A diferentes velocidades.

Karma É’21 – Dia 2: da necessidade de improvisar

Fotografia: Rafael Farias
Publicado a: 04/09/2021

No segundo dia de Karma É o destaque foi para as sonoridades jazz (e aproximações) em português: dos Club Makumba, que nos trouxeram ao vivo o seu próximo projecto, a editar em Janeiro de 2022, até YAKUZA, o grupo português que editou em 2020 AILERON, e que garantiu, entre outras coisas, breaks de bateria à luz das velas.

Mas foi o conjunto liderado por João Doce e Tó Trips que protagonizou o ponto alto do festival, até agora, levando cerca de 120 pessoas à mata do Fontelo, em Viseu, ao cair da noite. O concerto abriu com sons quase “baleiescos” presentes na introdução de “Migratória”, que deixou imediatamente perceber a complexidade da secção de percussão da banda, entregue a Doce. Com uma chapa de metal foi possível recriar o som da água do mar enquanto Gonçalo Prazeres, no saxofone, convocava todos os apreciadores de animais marinhos da região para o festival.

Mas a calmaria dura pouco num concerto de Clube Makumba, seja pela energia dos protagonistas (que têm em João Doce a verdadeira alma) ou porque a música assim o exige, e “Med Swing”, o segundo tema da noite, provocou os primeiros bater de pé. Daí em diante, Club Makuma cingiu-se às novas criações (ainda por editar) e proporcionou grandes momentos ao som de “Jimmy Habib” – uma música sobre “aquela vez em que Jimmy Hendrix foi a Marrocos”, brincou Prazeres -, e “Crazy Lizard”, ambos temas mais mexidos (e a última chega mesmo a ser pesada), que provocaram algumas gotas de suor na testa do membro dos Dead Combo.

Para além de um set comum, o percussionista chegou a pegar numa variedade de maracas e a tocar tambores, címbalos e congas para dar, lá está, alma ao conjunto.
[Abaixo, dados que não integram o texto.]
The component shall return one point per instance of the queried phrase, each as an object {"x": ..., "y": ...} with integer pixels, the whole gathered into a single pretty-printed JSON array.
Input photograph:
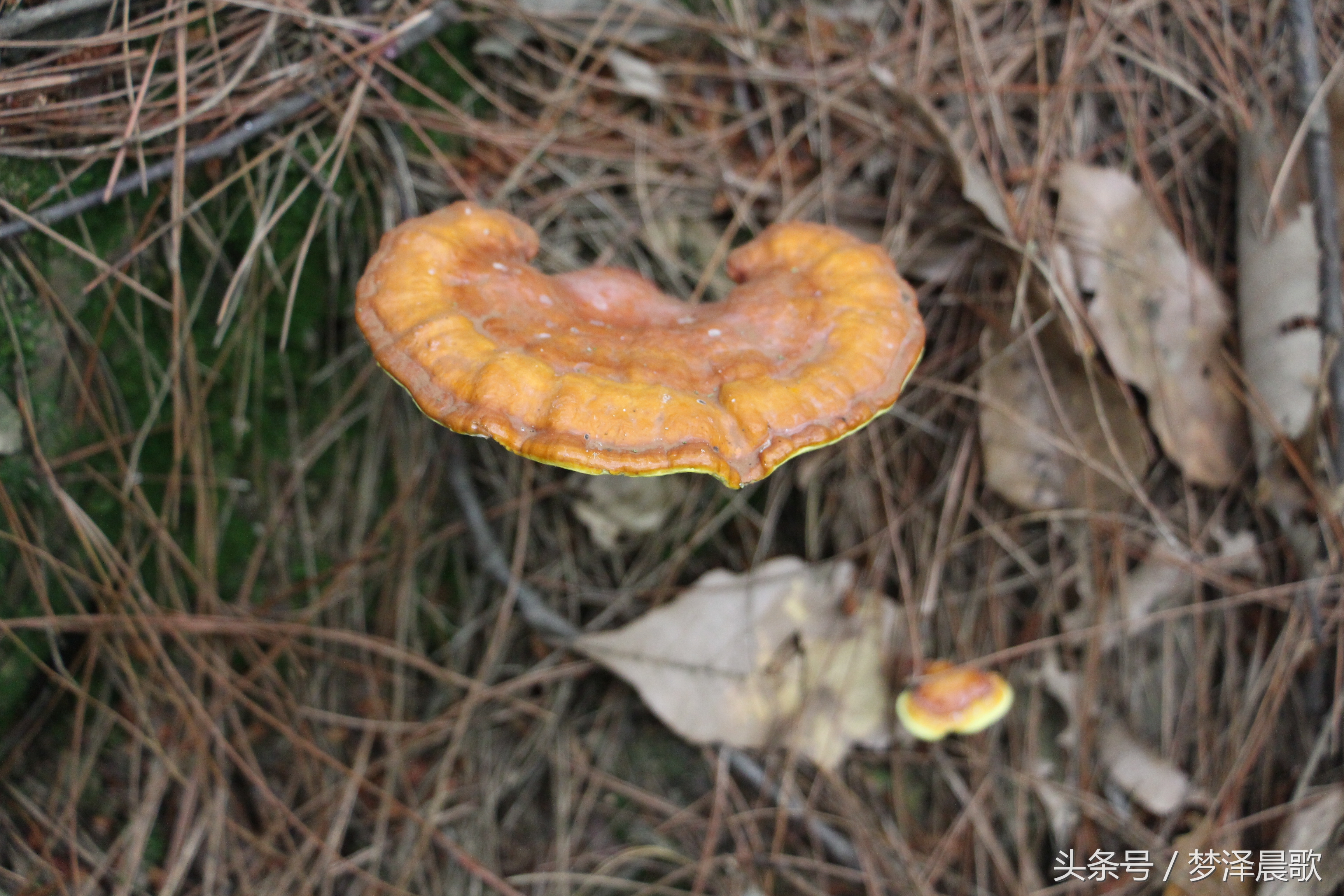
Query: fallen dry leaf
[
  {"x": 616, "y": 506},
  {"x": 1159, "y": 317},
  {"x": 1042, "y": 456},
  {"x": 1319, "y": 827},
  {"x": 637, "y": 76},
  {"x": 780, "y": 654}
]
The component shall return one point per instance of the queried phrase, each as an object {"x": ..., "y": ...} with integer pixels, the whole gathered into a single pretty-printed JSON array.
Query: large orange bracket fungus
[{"x": 598, "y": 371}]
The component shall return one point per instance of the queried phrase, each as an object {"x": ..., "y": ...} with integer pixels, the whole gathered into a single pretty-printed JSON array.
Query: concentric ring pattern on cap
[{"x": 601, "y": 373}]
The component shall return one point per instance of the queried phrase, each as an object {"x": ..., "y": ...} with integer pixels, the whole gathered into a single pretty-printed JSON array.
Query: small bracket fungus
[
  {"x": 954, "y": 700},
  {"x": 598, "y": 371}
]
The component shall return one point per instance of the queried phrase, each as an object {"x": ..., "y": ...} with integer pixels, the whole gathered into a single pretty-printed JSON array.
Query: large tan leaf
[
  {"x": 1045, "y": 456},
  {"x": 781, "y": 654},
  {"x": 1159, "y": 316}
]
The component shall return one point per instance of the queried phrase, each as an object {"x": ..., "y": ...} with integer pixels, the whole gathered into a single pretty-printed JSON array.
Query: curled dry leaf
[
  {"x": 1042, "y": 455},
  {"x": 1159, "y": 316},
  {"x": 637, "y": 76},
  {"x": 781, "y": 654},
  {"x": 11, "y": 426},
  {"x": 1151, "y": 781},
  {"x": 616, "y": 506},
  {"x": 1319, "y": 827}
]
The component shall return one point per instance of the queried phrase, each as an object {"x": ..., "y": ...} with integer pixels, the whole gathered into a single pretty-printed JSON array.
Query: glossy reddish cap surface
[{"x": 598, "y": 371}]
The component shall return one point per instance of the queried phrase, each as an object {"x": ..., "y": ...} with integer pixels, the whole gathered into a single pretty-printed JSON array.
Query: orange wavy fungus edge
[{"x": 598, "y": 371}]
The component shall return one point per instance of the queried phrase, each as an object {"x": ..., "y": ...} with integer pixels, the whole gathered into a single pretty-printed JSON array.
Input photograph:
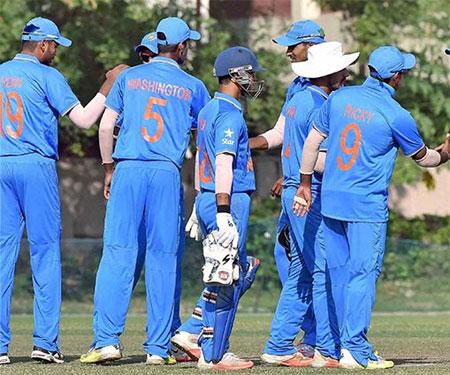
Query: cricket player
[
  {"x": 33, "y": 96},
  {"x": 307, "y": 281},
  {"x": 365, "y": 127},
  {"x": 159, "y": 103},
  {"x": 226, "y": 181},
  {"x": 301, "y": 36}
]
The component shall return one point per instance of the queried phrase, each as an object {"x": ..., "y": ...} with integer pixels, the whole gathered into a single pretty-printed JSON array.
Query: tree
[{"x": 419, "y": 26}]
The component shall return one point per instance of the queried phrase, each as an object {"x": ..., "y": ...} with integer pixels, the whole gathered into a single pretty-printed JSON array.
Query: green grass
[{"x": 418, "y": 343}]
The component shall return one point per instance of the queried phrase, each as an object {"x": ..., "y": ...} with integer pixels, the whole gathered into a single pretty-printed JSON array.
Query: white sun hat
[{"x": 324, "y": 59}]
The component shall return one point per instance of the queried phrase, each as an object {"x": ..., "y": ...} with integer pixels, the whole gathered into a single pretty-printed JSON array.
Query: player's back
[
  {"x": 222, "y": 129},
  {"x": 32, "y": 96},
  {"x": 159, "y": 104},
  {"x": 362, "y": 148},
  {"x": 297, "y": 126}
]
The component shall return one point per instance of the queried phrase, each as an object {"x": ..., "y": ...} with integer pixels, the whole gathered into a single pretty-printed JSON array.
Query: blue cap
[
  {"x": 302, "y": 32},
  {"x": 148, "y": 41},
  {"x": 175, "y": 31},
  {"x": 39, "y": 28},
  {"x": 235, "y": 57},
  {"x": 388, "y": 60}
]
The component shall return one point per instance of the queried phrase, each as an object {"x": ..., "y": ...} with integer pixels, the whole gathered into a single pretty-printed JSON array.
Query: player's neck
[{"x": 230, "y": 89}]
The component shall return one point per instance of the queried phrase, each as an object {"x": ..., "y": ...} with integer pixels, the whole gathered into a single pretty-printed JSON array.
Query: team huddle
[{"x": 339, "y": 145}]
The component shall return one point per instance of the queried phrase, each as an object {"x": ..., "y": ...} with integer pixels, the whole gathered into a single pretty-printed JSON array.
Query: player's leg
[
  {"x": 221, "y": 302},
  {"x": 39, "y": 199},
  {"x": 11, "y": 230},
  {"x": 367, "y": 242},
  {"x": 161, "y": 263},
  {"x": 282, "y": 260},
  {"x": 115, "y": 275},
  {"x": 295, "y": 296}
]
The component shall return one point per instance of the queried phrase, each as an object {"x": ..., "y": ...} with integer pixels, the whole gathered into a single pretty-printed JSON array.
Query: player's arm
[
  {"x": 406, "y": 135},
  {"x": 106, "y": 141},
  {"x": 85, "y": 117},
  {"x": 271, "y": 138}
]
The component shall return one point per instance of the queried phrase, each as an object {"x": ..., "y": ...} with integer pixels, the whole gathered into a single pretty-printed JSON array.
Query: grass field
[{"x": 418, "y": 343}]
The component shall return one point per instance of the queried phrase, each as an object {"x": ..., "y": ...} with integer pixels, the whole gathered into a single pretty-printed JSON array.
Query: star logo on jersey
[{"x": 229, "y": 133}]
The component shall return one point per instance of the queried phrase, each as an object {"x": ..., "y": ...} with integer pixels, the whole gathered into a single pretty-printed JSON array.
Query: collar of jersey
[
  {"x": 380, "y": 86},
  {"x": 27, "y": 57},
  {"x": 229, "y": 99},
  {"x": 165, "y": 60},
  {"x": 318, "y": 90}
]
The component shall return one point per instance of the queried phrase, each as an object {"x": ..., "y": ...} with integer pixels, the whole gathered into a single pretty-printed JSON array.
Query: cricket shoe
[
  {"x": 179, "y": 355},
  {"x": 306, "y": 349},
  {"x": 4, "y": 359},
  {"x": 348, "y": 362},
  {"x": 153, "y": 359},
  {"x": 290, "y": 360},
  {"x": 321, "y": 361},
  {"x": 188, "y": 343},
  {"x": 229, "y": 362},
  {"x": 44, "y": 355},
  {"x": 105, "y": 354}
]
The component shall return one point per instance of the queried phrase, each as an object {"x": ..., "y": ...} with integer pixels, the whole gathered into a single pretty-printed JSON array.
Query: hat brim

O grupo mistura ainda fortes influências de jazz através do contrabaixo de Gonçalo Leonardo e do saxofone de Gonçalo Prazeres, com a guitarra densa e, por vezes, frenética de Tó Trips que, sem desprazer, traz nostalgia para o grupo que se despede em definitivo nos últimos dias de 2021.



Apesar de Club Makumba ter reunido a maior plateia, a de YAKUZA era, sem dúvida, a mais fiel, e, nem quando as luzes da Mata do Fontelo se apagaram, abandonaram o concerto mais frenético do festival. Talvez pelo frio que se fazia sentir e que pedia que se abanasse o pé, talvez pelo culto de que o grupo é já alvo.

O concerto em Viseu será um que a banda não vai esquecer tão depressa, depois de uma falha de energia que deixou o baterista Alexandre Moniz (Galgo) entregue a si mesmo e sem qualquer apoio do resto da banda. E como um verdadeiro artista, mesmo sem luzes, improvisou ao som das palmas que o apagão provocou também no público.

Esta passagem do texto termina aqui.